I agreed with the concept that not everyone is interested in freedom, and that a primary motivation for leaders historically is power, but it was really difficult to determine without the benefit of hindsight what the "wisdom of history" would be? The professor really likes Winston Churchill, but as with most leaders he was only right part of the time, and it's impossible to gauge what alternative leaders might have done better or worse. It's easier to make a positive judgment on FDR's war leadership, but there are negatives there as well, and it's similarly impossible to gauge whether he could have done better butting up against the facts in 1945 vis a vis Stalin at Yalta. And what effect on all of this would the wisdom of history have?
In the end, I agree absolutely that knowing history is critical for leaders and the voters that put them there because it gives you a context for understanding what is happening, but it is very different to say that individual decisions would be aided by knowing the "widowm" of history, because every decision is different, and most importantly, the wisdom of history offering in every single case contradictory lessons. A simple example that comes up in every case is knowing when to continue fighting for something and when to give it up and move to something else. One lesson from history is not to give up on something that's important, but another is to know when to stop throwing good money and lives down the drain. It's easy to commend Lincoln for continuing the Civil War when times were darkest, but we would probably be making the opposite argument today if he had decided that enough was enough and agreed to let the Confederacy go. Certainly no one is arguing that George III should be faulted for deciding that enough was enough and that the American colonies should be given their freedom because keeping them was too expensive and difficult. Likewise it's easy to fault Hitler and Napolean for invading Russi abecause it didn't work out, but Hitler in particular came very, very close to succeeding in knocking Russia out of the war, and had he done so, the decision to invade would be seen as brilliant. Churchill's refusal to reach a separate peace with Germany in 1940 looks great now given how things turned out, but had Britain been invaded and subjugated, our judgment would probably be different.
Anyway, it was an interesting course, but I'm not sure how helpful the principle is.

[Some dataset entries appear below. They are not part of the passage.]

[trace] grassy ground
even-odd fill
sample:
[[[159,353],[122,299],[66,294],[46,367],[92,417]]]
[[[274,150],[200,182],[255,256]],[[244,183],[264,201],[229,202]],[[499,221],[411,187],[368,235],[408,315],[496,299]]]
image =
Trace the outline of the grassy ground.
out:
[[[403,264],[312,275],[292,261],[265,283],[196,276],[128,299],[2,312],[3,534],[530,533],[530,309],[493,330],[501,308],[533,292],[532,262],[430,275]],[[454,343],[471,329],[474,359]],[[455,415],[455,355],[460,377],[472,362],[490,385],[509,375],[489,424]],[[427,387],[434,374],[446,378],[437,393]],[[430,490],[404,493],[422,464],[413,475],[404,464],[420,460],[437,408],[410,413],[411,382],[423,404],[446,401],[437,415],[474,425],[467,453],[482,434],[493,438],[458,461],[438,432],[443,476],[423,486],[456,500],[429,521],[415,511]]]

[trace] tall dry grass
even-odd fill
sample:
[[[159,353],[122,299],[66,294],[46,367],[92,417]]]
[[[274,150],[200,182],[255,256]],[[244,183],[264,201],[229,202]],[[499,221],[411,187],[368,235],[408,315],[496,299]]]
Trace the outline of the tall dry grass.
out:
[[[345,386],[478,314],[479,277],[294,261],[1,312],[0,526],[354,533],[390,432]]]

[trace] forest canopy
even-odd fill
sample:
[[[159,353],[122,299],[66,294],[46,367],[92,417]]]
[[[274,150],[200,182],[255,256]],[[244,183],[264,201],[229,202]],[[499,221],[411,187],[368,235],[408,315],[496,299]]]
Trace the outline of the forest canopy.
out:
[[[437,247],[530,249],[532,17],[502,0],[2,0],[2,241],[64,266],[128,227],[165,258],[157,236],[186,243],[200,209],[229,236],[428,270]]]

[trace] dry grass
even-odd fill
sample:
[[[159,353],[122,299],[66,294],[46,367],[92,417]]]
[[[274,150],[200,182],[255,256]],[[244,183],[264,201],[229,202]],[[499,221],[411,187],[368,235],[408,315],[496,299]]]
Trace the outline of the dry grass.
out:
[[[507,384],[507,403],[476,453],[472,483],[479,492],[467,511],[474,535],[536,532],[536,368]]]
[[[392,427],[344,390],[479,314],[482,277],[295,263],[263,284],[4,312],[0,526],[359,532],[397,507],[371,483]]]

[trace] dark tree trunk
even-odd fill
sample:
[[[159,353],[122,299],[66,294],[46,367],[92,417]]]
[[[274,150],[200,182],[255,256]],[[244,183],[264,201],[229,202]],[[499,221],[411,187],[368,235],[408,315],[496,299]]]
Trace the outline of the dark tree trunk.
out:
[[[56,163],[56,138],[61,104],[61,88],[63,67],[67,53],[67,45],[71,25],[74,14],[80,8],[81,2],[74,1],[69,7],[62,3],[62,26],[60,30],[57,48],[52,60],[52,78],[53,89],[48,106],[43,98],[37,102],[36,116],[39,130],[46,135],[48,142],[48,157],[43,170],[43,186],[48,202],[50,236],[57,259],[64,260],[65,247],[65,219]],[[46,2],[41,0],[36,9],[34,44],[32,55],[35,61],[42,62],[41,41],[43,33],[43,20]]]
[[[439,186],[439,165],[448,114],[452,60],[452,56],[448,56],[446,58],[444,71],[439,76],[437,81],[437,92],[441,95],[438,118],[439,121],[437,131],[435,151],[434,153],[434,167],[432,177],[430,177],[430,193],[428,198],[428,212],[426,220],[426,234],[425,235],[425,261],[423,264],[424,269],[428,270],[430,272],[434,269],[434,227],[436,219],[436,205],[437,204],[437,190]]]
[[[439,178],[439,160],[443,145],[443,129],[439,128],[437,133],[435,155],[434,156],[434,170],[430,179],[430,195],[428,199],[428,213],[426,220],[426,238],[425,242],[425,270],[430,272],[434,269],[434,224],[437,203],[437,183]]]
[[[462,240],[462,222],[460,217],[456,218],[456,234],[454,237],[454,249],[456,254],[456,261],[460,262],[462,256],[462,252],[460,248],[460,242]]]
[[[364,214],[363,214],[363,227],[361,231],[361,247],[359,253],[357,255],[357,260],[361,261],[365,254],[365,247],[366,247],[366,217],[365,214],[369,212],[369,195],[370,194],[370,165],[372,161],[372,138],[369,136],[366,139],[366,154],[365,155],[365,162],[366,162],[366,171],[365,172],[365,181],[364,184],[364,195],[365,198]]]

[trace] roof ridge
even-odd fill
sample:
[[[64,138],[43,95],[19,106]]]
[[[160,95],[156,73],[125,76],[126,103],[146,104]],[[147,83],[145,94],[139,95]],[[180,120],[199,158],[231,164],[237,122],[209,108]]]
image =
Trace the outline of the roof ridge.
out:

I don't feel like I am in any better shape to make decisions knowing this. I certainly don't feel that our nation's decisions would be any better informed if our leaders listened to this course. I think they'd still find themselves in the same spot, trying to decide what was a principle worth defending at all costs and what wasn't.
The one thing I did think was useful was the observation that not all peoples at all times are interested in freedom, and that there are different freedoms, and people may be interested more in national freedom, as a national or ethnic entity, than they are personal or political freedom. Because we have all three in America, we take them for granted and don't differentiate, but in many, many parts of the world, people are utterly disinterested in personal or even political freedom, and completely dedicated to the concept of national freedom, i.e. a state for their national or ethnic group. So I did learn that.